Comets from outer space may have created Earth's atmosphere – not volcanoes spewing out gases from deep within the planet.

The origin of the gases in Earth's atmosphere has long been a puzzle. One of the main theories is that the gases bubbled up out of the mantle via volcanoes.

Greg Holland of the University of Manchester, UK, and colleagues have arrived at a different theory after collecting samples of the noble gas krypton from several hundred metres beneath New Mexico.

They found that the mantle's chemical fingerprint was rich in "heavy" isotopes of krypton such as krypton-86 and krypton-84, and poorer in "lighter" forms such as krypton-82. This is a composition that closely resembles meteorites –- support for the ideas that gas-rich meteorites colliding in the early solar system formed our planet.

"The results confirm one of the basic ideas of planetary formation theory, that most of the Earth formed by collisions of smaller objects like carbonaceous chondrites," says Scott Kenyon at the Harvard-Smithsonian Center for Astrophysics in Cambridge, Massachusetts.
Light atmosphere

But where did the atmosphere come from –- it is rich in lighter isotopes so the mantle cannot be the source, says Holland. Earth's atmosphere cannot have gained a greater proportion of lighter isotopes since it formed. Because light isotopes of krypton escape into space more quickly than heavy isotopes, the atmosphere can only get "heavier"

If not the mantle then what? Chris Ballentine, a co-author and colleague of Holland's suggests that comets could be the answer. At the outer edges of the solar system, in the Kuiper Belt, are millions of icy bodies that formed when the solar system was born.

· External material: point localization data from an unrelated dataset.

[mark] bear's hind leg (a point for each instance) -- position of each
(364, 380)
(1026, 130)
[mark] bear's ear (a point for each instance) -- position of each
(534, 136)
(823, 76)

These comets have noble gas signatures that resemble that of our modern atmosphere.

A shift in Jupiter's orbit around 4.5 billion years ago may have jarred the Kuiper Belt, flinging icy comets at the Earth. "Ancient Earth was strewn with huge volcanoes spewing out gas, but our research shows that the real source of Earth's first atmosphere was actually outer space," says Ballentine, a co-author of the paper and colleague of Holland's.